ですから、こう読みます。ねずみ年生まれの駅馬は北東なので、動き出すとほどけていく方向が北東ということです。ソウルから出発するなら、江陵(カンヌン)・束草(ソクチョ)といった韓国の東海岸、遠くは札幌の方面がその角度に入ってきます。
ただし、この方角は出発地から見た角度です。ソウルから北東にあたる場所が、釜山からは北北東になることもありますし、東京から見れば札幌はほぼ真北寄りになります。方位をきちんと見るには出発地を決めて計算する必要があるのですが、これは旅行の方位の決め方に詳しく書きました。
駅馬がなければ、旅行は向いていないのでしょうか?
まったくそんなことはありません。これはぜひお伝えしておきたいところです。
命式に駅馬がないというのは、「離れることが人生の主題ではない」という程度の意味です。旅行が向いていないとか、旅行運が悪いという話ではありません。むしろ駅馬のない方は、一か所に数日とどまる旅のほうに心地よさを感じることが多いようです。

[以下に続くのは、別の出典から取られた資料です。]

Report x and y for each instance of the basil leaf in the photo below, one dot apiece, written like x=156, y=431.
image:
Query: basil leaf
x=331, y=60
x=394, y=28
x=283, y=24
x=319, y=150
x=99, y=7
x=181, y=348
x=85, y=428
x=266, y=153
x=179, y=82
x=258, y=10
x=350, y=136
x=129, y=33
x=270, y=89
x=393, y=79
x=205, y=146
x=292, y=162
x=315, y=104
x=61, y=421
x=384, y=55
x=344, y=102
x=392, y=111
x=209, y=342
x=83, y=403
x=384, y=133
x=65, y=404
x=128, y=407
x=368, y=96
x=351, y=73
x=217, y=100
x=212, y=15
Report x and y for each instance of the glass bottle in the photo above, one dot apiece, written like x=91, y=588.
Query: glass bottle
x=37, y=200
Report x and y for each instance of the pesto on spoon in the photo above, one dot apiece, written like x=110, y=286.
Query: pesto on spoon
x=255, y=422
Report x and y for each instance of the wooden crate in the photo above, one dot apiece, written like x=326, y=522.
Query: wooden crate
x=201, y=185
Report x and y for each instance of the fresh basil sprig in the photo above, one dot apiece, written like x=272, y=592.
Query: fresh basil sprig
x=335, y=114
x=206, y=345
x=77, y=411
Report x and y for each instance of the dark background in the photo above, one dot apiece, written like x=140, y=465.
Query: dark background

- 駅馬がある方 — 移動そのものが楽しいタイプ。いくつもの都市をつなぐ日程や、交通手段がよく変わる旅で力が出ます。
- 駅馬がない方 — ひとつの街に滞在して深く見る旅がよく合います。短い日程で無理にたくさん回ると、かえって疲れてしまいがちです。

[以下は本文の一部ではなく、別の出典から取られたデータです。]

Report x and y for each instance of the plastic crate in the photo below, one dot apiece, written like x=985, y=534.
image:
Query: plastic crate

駅馬は良し悪しではなく、旅のスタイルに近いものです。自分に合う日程の密度を知るために使えば十分です。
それに、命式に駅馬がなくても駅馬が巡る日は12日ごとに誰にでも来ます。その日に出ればいいのです。
駅馬日に出発すると、何が変わるのですか?
駅馬日とは、その日の日辰の地支が自分の駅馬の座と同じ日のことです。ねずみ年生まれなら寅の日、うま年生まれなら申の日がそれにあたります。12日に一度巡ってくるので、ひと月なら2〜3回です。
伝統的には、こういう日と見ます。
- 遠い道へ出るのに向く日
- 後回しにしていた移動を実行するのに向く日
- じっとしているとかえって落ち着かない日
ですから旅の初日、とくに長距離の区間がある日を駅馬日に合わせると、日付と気の向きがそろいます。旅行の日付を決める全体の順番は旅行に良い日の選び方に段階ごとにまとめました。
いまの時代の駅馬は、どう読めばいいですか?
移動が日常になった時代には、駅馬はうまく使えば強みになる座として読むのが自然です。駅馬の意味は時代とともに移り変わってきたもので、その流れが分かると、いまどう読めばいいかも見えてきます。
| 時代 | 移動の意味 | 駅馬の読み方 |
|---|---|---|
| 農耕社会 | 土地を離れること=不安定 | さすらいの殺 |
| 産業化以降 | 移動=機会 | 行動力、外の土地での成果 |
| いま | 移動が日常であり仕事でもある | うまく使えば強みになる座 |
ですから「駅馬殺があるらしい」という言葉を、心配として受け取る必要はありません。どこへ、いつ動くかが分かればいいというだけの話です。5htripは、その2つ — 方角と日付 — を命式の計算から割り出すアプリです。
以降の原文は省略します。